Nonostante i capitoli siano brevi e apparentemente indipendenti tra loro, il libro non manca di una trama (appassionante) e di uno svolgimento temporale ben definito. L’io narrante è in realtà un noi, come a voler sottolineare il legame di dipendenza che i due gemelli hanno instaurato. Non esiste lui, o io. Non esiste separazione. Tutto è noi, o loro. Noi, contro il resto del mondo.

La disperata ricerca dei protagonisti di una mitologica “verità dei fatti” che si mostri narrabile, di un ordine logico delle cose che aiuti a giustificare gli eventi e di un apparente equilibrio del mondo, sembra nascondere un disperato bisogno di razionalizzare gli orrori inenarrabili della guerra.

Ci si lascia accompagnare così, capitolo dopo capitolo, verso un finale crudele, freddo e calcolato, rendendosi conto solo alla fine che dei due gemelli si sa poco nulla, se non ciò che appare, ciò che è dimostrabile, visibile e narrabile.

«Scriveremo: “Noi mangiamo molte noci”, e non: “Amiamo le noci”, perchè il verbo amare non è un verbo sicuro, manca di precisione e di obiettività. “Amare le noci” e “amare nostra Madre”, non può voler dire la stessa cosa.
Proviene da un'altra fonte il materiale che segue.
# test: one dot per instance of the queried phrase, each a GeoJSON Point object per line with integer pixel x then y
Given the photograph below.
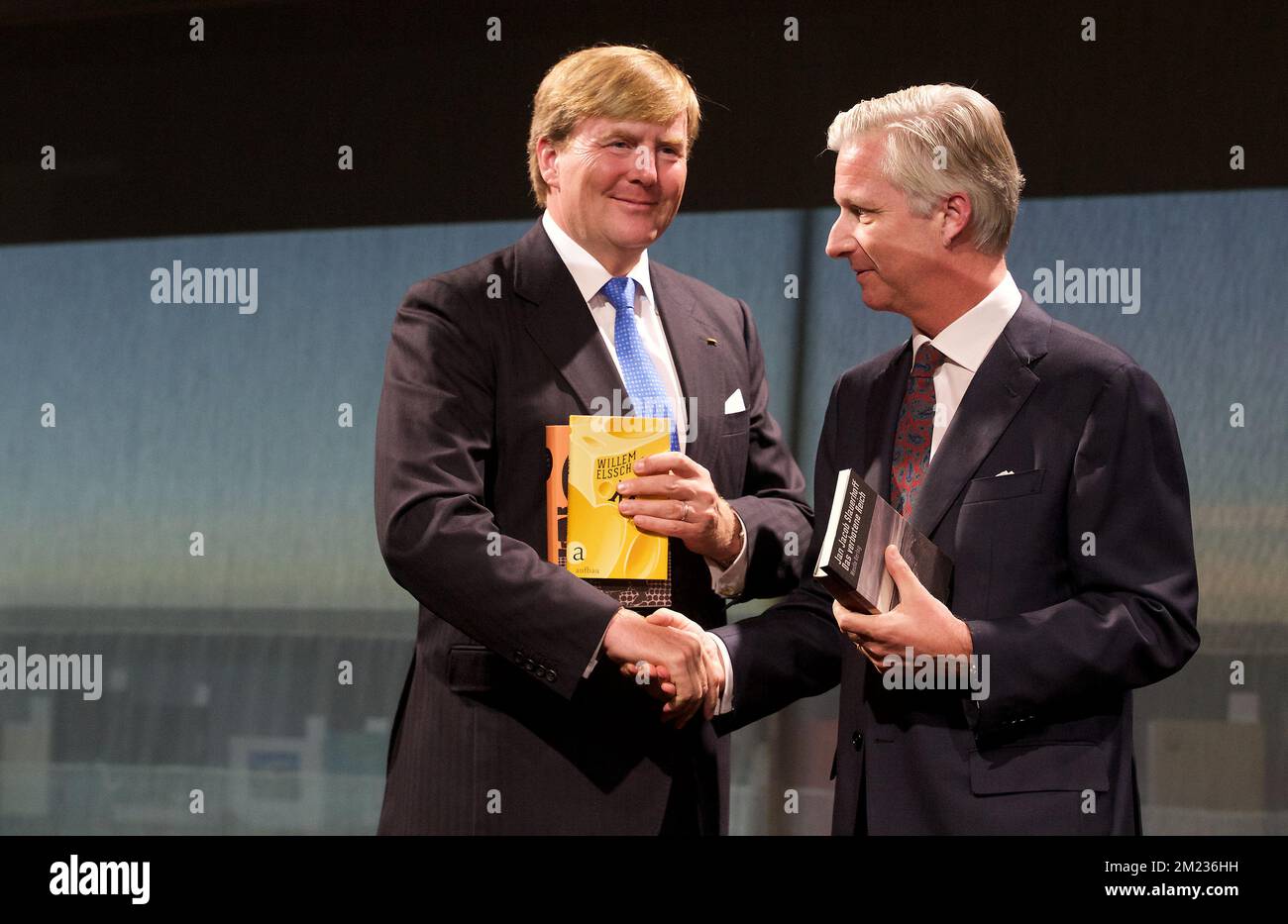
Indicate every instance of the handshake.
{"type": "Point", "coordinates": [674, 658]}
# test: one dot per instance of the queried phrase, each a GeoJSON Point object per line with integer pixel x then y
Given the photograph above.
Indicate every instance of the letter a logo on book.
{"type": "Point", "coordinates": [603, 544]}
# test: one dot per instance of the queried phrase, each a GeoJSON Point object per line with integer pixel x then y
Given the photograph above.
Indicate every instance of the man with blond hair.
{"type": "Point", "coordinates": [1041, 460]}
{"type": "Point", "coordinates": [515, 717]}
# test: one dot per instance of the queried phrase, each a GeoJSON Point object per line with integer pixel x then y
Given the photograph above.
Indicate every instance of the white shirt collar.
{"type": "Point", "coordinates": [969, 339]}
{"type": "Point", "coordinates": [587, 270]}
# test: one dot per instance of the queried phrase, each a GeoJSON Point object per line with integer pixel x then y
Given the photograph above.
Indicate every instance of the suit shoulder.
{"type": "Point", "coordinates": [1074, 352]}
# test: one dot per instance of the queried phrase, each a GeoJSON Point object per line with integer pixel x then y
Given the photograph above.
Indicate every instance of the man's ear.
{"type": "Point", "coordinates": [548, 162]}
{"type": "Point", "coordinates": [957, 211]}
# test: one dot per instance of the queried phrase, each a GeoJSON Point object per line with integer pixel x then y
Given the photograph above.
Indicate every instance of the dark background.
{"type": "Point", "coordinates": [161, 136]}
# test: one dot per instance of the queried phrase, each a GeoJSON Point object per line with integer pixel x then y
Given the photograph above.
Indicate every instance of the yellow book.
{"type": "Point", "coordinates": [603, 544]}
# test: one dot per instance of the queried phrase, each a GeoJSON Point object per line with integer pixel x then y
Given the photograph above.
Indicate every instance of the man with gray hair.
{"type": "Point", "coordinates": [1041, 460]}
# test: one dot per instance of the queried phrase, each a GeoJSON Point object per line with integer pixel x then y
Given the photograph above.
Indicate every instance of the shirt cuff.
{"type": "Point", "coordinates": [726, 694]}
{"type": "Point", "coordinates": [728, 581]}
{"type": "Point", "coordinates": [593, 659]}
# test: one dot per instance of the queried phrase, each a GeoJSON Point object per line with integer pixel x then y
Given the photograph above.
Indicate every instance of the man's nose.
{"type": "Point", "coordinates": [838, 241]}
{"type": "Point", "coordinates": [645, 166]}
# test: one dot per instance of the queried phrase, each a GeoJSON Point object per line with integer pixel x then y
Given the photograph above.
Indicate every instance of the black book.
{"type": "Point", "coordinates": [851, 562]}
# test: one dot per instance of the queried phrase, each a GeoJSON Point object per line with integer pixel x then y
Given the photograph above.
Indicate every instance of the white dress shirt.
{"type": "Point", "coordinates": [590, 275]}
{"type": "Point", "coordinates": [964, 343]}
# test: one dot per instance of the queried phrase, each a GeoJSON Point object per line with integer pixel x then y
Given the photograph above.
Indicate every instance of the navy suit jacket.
{"type": "Point", "coordinates": [1074, 574]}
{"type": "Point", "coordinates": [496, 730]}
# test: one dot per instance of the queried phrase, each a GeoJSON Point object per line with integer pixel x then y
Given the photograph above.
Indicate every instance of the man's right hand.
{"type": "Point", "coordinates": [709, 656]}
{"type": "Point", "coordinates": [630, 640]}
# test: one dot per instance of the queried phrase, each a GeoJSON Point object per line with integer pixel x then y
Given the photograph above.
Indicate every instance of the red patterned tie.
{"type": "Point", "coordinates": [912, 437]}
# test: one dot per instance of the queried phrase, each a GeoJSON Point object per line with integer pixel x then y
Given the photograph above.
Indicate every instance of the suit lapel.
{"type": "Point", "coordinates": [999, 390]}
{"type": "Point", "coordinates": [561, 323]}
{"type": "Point", "coordinates": [885, 398]}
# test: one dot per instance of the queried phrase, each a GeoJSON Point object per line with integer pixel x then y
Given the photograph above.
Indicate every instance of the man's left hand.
{"type": "Point", "coordinates": [918, 622]}
{"type": "Point", "coordinates": [682, 502]}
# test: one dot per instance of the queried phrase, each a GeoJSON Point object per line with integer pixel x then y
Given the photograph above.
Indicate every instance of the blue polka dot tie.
{"type": "Point", "coordinates": [914, 430]}
{"type": "Point", "coordinates": [639, 374]}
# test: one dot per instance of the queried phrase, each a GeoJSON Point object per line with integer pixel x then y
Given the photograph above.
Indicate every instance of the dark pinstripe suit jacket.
{"type": "Point", "coordinates": [494, 713]}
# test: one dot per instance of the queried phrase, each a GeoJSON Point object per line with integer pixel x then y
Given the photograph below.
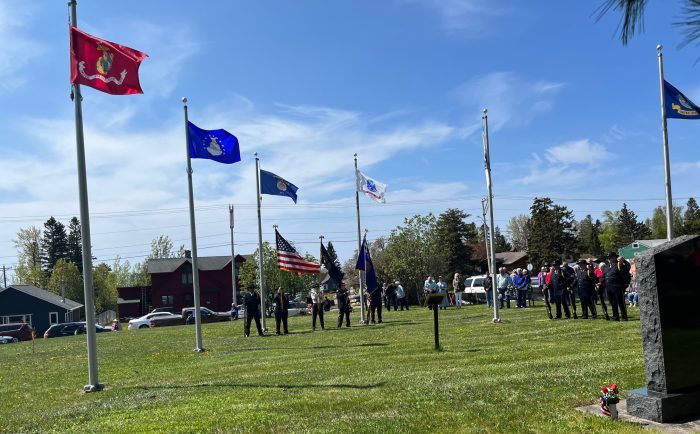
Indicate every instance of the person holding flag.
{"type": "Point", "coordinates": [373, 290]}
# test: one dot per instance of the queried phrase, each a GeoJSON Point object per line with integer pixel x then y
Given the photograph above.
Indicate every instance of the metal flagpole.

La prima formula designa un gusto gradevole in bocca, e la seconda un sentimento.

Le parole che definiscono i sentimenti sono molto vaghe, è meglio evitare il loro impiego e attenersi alla descrizione degli oggetti, degli esseri umani e di sé stessi, vale a dire alla descrizione fedele dei fatti.»

Un libro doloroso, straziante, che una volta finito si ha voglia di rileggere dall’inizio. Una storia amara che lascia un vuoto incolmabile e un profondo senso di tristezza e di speranza.